Alter schützt vor Liebe nicht, aber Liebe vor dem Altern. (Coco Chanel)
Goldene HochzeitJohanna Mertz blickt mit 68 Jahren auf ein ereignisreiches Leben zurück. Bald feiert sie goldene Hochzeit. Mit 18 Jahren hat sie noch an die große Liebe geglaubt und bei der Begegnung mit Ulrich diese ...
Johanna Mertz blickt mit 68 Jahren auf ein ereignisreiches Leben zurück. Bald feiert sie goldene Hochzeit. Mit 18 Jahren hat sie noch an die große Liebe geglaubt und bei der Begegnung mit Ulrich diese gefunden zu haben. Schon bald kommen die Kinder und die Normalität hält Einzug in das Eheleben. Die Familie zieht nach Indonesien, als Ulrich dort ein Angebot einer Universität annimmt. Doch das Familienglück bekommt Risse, denn Ulrich ist Johanna nicht treu. Johanna erträgt und schweigt, bis es ihr zu viel wird und sie es nicht länger hinnehmen will. Um sich von den Unzulänglichkeiten und der Gleichgültigkeit ihres Ehemannes abzulenken, legt sie sich einen heimlich einen Brieffreund namens Andreas zu. Als die Planung für ihre Goldene Hochzeit ansteht, deren Feier die gesamte Familie in Bali begehen möchte, sorgt Johanna dafür, dass alle ein Rückflugticket haben, nur sie nicht…
Helga Hammer hat mit ihrem Buch „Goldene Hochzeit“ einen interessanten und anrührenden Roman vorgelegt, der den Leser mit einem ruhigen und unaufgeregten Erzählstil in das Leben einer Familie und das von Johanna Mertz im Besonderen führt und so manche Abgründe zutage fördert, die einen schaudern lassen und sich die Frage zu stellen, wie viele Familien wohl dieses Leben tatsächlich heute auch noch so führen. Von Beginn an steht der Leser an Johannas Seite und lernt ihr Leben in allen Facetten kennen. Die Kränkungen durch den Ehemann, die Lieblosig- und Gleichgültigkeit, aber auch das Abstumpfen von Johanna lassen den Leser nicht kalt. All dies schluckt Johanna stoisch hinunter, dass man sie oftmals schütteln und anspornen möchte, sich endlich zur Wehr zu setzen. Doch Johanna ist ein Kind ihrer Zeit, einer Generation, wo Frauen noch für Kind und Herd verantwortlich waren und ansonsten nichts zu melden hatten. Irgendwann aber scheint sich in Johanna ein Schalter umzudrehen, sie scheint innerlich durch die ständigen Verletzungen von einer Wut beflügelt zu sein, die ihr die Kraft gibt, langsam Widerstand aufzubauen und sich eigene Ziele zu setzen. Die Autorin zeichnet ein sehr intensives Bild dieser wachsenden Rage und steigert durch dies auch die Spannung, die sich unterschwellig immer weiter aufbaut.
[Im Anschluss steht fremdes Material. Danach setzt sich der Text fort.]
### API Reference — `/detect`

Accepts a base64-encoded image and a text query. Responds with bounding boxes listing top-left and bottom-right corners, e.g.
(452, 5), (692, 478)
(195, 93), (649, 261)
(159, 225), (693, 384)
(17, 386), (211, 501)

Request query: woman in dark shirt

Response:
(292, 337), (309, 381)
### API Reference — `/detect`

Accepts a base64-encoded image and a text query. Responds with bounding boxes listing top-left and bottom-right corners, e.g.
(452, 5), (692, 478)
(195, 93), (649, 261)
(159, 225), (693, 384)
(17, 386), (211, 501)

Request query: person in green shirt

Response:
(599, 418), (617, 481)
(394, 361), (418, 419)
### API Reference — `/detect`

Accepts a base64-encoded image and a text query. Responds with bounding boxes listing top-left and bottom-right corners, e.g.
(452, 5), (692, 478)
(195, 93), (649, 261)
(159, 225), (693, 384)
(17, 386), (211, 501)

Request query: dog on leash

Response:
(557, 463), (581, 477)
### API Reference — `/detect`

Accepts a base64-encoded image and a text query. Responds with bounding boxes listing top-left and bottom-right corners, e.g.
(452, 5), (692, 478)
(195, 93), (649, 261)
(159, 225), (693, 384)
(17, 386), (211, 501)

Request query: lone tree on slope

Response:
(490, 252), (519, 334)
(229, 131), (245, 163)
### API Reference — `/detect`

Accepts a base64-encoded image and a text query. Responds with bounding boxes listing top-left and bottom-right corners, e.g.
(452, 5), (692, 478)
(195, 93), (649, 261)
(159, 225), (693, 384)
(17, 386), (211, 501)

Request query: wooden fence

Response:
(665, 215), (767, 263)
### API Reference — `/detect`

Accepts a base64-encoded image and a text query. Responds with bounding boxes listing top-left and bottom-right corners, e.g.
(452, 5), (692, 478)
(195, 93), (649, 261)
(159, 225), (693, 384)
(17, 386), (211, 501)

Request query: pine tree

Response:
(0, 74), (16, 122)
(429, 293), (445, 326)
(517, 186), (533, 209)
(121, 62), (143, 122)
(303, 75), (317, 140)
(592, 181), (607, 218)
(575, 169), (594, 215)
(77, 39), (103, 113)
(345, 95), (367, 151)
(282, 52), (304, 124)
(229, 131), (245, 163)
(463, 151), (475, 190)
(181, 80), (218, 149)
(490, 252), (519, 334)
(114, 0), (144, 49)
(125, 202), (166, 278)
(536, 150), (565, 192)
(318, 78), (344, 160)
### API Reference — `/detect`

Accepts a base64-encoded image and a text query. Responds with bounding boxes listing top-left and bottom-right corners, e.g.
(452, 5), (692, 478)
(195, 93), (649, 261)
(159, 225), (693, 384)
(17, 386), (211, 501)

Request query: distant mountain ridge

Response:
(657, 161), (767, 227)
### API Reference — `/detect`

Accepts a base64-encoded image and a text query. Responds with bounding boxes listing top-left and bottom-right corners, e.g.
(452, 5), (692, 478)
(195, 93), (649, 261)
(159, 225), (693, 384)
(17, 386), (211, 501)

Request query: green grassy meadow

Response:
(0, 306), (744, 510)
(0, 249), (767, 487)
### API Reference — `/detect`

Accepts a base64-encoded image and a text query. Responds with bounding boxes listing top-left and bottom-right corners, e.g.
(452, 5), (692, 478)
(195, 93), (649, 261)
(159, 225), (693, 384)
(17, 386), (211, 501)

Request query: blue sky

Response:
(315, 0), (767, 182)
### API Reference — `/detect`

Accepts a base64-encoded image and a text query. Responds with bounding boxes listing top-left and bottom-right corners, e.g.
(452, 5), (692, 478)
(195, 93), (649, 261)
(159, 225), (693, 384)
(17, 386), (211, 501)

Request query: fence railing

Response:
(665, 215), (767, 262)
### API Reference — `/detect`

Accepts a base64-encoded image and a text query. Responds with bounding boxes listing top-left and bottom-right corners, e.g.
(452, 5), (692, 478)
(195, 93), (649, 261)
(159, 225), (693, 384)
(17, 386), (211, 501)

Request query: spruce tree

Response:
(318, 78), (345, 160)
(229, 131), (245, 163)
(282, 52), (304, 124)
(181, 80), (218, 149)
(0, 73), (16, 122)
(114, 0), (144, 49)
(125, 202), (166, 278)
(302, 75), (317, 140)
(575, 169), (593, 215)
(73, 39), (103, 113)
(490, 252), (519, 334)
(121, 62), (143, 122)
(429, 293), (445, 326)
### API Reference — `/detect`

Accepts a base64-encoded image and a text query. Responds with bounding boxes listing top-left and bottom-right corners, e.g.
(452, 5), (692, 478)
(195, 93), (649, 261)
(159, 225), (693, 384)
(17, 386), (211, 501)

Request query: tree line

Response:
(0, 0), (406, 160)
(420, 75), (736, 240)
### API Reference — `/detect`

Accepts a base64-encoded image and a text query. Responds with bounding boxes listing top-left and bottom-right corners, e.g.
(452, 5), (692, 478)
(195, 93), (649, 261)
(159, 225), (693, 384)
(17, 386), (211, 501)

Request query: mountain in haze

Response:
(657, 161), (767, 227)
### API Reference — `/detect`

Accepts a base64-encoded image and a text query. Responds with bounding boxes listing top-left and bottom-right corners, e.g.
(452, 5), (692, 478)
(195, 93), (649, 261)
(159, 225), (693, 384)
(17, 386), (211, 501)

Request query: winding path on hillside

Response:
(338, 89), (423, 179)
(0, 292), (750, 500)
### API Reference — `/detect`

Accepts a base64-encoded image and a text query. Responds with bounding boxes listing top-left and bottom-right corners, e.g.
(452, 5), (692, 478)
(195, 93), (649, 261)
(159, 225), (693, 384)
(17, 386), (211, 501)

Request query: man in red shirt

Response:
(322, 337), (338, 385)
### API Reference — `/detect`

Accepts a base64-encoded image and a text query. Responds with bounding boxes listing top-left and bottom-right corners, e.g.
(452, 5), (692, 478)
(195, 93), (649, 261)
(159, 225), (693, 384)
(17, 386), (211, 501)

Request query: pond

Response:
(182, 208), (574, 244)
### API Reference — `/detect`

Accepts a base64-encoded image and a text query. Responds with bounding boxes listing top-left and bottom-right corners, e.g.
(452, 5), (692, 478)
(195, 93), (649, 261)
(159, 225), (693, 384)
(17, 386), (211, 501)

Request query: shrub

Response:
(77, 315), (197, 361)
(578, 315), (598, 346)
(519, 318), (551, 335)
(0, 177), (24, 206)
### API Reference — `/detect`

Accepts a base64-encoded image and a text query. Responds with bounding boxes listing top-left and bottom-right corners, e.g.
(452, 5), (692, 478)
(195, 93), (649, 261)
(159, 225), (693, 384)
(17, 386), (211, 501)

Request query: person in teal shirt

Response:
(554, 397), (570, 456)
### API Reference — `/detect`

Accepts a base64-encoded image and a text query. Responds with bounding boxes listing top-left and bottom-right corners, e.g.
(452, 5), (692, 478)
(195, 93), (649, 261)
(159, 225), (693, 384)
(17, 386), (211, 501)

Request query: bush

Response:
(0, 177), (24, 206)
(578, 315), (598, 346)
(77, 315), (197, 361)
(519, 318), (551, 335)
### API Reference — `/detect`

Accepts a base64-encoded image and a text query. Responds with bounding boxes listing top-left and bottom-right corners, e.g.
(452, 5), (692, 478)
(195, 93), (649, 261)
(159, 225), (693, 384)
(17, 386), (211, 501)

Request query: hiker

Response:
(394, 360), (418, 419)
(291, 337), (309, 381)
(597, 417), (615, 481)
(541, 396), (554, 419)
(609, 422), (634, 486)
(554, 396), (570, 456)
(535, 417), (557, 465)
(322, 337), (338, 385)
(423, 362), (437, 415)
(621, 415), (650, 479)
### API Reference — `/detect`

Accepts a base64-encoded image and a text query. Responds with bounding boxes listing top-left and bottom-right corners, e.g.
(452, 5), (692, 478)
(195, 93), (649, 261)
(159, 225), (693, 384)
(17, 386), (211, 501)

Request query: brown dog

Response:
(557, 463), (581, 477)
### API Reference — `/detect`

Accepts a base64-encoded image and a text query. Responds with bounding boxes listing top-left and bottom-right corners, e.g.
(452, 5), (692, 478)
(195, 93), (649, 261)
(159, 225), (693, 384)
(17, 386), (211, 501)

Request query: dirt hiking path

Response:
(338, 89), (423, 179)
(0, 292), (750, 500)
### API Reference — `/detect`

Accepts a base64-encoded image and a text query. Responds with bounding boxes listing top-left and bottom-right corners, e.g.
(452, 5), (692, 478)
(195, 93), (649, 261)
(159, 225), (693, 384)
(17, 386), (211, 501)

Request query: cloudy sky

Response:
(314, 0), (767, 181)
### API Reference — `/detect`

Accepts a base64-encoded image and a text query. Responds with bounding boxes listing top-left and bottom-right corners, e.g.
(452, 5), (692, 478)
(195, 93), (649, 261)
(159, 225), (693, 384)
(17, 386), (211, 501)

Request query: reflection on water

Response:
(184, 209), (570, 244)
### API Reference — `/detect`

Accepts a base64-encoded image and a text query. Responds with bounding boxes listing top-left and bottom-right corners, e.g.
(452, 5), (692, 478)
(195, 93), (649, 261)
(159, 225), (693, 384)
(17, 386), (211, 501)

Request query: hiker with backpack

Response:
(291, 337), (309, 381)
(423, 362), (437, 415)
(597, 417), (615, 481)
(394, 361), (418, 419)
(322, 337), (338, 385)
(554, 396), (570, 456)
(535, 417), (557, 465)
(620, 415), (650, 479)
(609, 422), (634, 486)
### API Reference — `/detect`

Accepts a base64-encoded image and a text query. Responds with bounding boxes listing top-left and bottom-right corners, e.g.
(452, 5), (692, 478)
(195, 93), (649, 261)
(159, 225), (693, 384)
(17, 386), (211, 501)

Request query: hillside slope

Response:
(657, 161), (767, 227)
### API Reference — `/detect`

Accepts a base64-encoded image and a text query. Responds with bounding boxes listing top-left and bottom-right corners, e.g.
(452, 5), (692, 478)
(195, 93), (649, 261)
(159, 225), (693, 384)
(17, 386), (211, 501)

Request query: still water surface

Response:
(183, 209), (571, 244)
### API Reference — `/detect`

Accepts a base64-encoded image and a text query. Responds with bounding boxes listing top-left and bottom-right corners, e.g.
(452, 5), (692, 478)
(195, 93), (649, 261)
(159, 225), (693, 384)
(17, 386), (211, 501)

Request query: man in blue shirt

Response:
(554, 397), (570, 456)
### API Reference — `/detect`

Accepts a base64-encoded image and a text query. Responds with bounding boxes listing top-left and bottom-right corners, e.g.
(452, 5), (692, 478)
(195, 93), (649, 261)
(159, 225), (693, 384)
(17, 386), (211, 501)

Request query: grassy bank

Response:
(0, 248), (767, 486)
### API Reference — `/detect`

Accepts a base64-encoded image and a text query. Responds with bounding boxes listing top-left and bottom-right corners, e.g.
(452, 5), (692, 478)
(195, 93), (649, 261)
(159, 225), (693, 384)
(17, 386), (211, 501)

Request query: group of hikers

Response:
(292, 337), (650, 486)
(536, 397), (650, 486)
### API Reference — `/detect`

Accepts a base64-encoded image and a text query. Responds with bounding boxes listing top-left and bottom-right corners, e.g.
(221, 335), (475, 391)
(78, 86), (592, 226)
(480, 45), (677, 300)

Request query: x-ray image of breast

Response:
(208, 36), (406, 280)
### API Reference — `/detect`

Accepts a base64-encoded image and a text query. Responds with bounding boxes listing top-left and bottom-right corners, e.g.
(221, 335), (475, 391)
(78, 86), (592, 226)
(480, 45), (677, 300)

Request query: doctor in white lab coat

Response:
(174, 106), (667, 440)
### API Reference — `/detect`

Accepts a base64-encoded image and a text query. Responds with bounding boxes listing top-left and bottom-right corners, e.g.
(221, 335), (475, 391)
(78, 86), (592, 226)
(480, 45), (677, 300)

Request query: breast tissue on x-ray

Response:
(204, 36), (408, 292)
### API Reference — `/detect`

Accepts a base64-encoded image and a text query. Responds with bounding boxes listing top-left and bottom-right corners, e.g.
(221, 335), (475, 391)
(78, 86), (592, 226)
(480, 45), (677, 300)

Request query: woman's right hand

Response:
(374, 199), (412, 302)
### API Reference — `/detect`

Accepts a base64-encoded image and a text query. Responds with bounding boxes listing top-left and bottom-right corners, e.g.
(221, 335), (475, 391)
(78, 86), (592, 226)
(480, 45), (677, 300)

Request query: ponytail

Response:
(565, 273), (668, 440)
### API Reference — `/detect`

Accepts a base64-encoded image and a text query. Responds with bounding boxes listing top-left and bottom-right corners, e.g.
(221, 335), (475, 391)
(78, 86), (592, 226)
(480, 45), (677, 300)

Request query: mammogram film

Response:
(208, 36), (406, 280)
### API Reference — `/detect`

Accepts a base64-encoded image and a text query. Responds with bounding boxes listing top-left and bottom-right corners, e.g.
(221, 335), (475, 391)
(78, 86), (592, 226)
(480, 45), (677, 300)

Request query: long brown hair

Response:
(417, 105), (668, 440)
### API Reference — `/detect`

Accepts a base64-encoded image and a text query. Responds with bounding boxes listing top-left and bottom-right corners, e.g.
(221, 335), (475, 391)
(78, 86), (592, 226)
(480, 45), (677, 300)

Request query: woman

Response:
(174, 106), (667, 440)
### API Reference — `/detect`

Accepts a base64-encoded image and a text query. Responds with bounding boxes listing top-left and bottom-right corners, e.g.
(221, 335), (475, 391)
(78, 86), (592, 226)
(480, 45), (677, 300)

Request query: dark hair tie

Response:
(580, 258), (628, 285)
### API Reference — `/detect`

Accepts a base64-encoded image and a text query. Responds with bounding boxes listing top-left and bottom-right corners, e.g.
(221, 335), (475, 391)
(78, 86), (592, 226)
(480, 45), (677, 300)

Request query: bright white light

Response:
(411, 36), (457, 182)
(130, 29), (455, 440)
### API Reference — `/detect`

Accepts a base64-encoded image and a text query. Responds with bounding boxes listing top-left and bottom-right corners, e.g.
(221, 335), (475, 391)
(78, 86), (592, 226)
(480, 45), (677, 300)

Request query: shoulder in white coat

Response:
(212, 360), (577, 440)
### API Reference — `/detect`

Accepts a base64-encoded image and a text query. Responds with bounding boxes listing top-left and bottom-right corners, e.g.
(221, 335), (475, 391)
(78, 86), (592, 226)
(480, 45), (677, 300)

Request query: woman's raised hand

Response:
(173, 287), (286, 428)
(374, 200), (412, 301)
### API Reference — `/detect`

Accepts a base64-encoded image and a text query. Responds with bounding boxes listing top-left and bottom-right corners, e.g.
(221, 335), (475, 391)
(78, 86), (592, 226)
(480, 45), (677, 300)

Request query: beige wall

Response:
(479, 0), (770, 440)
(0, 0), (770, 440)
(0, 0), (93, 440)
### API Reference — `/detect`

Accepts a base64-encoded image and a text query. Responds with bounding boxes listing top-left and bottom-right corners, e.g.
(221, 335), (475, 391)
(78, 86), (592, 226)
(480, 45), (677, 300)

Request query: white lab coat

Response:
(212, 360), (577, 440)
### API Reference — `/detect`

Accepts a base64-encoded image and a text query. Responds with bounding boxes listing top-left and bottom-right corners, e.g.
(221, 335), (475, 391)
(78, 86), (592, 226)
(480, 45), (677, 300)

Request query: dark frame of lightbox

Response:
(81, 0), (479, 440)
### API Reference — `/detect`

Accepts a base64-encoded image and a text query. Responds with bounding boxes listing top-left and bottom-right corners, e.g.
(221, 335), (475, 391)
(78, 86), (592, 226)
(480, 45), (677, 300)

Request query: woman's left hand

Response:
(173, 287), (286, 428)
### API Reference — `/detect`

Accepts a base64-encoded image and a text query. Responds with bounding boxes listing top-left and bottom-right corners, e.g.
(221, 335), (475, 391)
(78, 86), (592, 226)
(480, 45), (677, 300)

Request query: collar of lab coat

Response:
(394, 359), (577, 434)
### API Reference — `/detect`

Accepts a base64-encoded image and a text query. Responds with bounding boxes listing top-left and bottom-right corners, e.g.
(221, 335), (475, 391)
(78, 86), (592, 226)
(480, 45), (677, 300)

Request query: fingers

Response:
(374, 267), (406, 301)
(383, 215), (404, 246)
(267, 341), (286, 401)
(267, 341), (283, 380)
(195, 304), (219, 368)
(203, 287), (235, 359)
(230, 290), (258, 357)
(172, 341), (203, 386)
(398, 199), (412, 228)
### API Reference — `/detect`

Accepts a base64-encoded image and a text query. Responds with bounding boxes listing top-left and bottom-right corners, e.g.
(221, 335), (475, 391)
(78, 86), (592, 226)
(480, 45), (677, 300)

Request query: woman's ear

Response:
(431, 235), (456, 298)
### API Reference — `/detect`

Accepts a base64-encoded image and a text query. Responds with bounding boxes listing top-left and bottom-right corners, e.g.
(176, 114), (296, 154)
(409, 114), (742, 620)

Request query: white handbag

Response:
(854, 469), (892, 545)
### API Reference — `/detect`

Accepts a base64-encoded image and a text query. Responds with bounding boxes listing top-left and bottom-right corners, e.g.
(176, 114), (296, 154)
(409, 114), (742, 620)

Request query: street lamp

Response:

Die Charaktere sind gut herausgearbeitet und wirken mit ihren individuellen Ecken und Kanten wie aus dem wirklichen Leben, was es dem Leser leicht macht, sich in sie hineinzuversetzen und ihren Gedanken- und Entscheidungsgängen zu folgen, wenn auch nicht alles gutzuheißen. Johanna ist eine Frau ihrer Zeit, die dazu erzogen wurde, Hausfrau und Mutter zu sein. Wie jede junge Frau hat sie Träume über die große, allumfassende Liebe, die ewig dauert und nie vergeht. Doch mit den Jahren landet sie auf dem Boden der Tatsachen, verliert sich selbst innerhalb des Familiengerüsts und unterdrückt über lange Zeit ihre eigenen Wünsche, bis sie fast daran erstickt. Erstaunlich ist, wie lange sie den Betrug ihres Ehemannes schluckt, ohne die Konsequenz zu ziehen. Man möchte sie manchmal regelrecht anbrüllen, dass sie alles so stoisch erträgt. Doch zeigt Johanna auch, dass es nie zu spät ist, etwas zu ändern und das Leben nochmals in neue Bahnen zu lenken. Dazu ist Mut, Kraft und Entschlossenheit unerlässlich.
„Goldene Hochzeit“ ist ein intensives Porträt über ein Familienleben, vor allem aber über eine Frau, die kurz vor der Selbstaufgabe Ambitionen zeigt, ihrem Leben eine neue Richtung zu geben. Verdiente Leseempfehlung!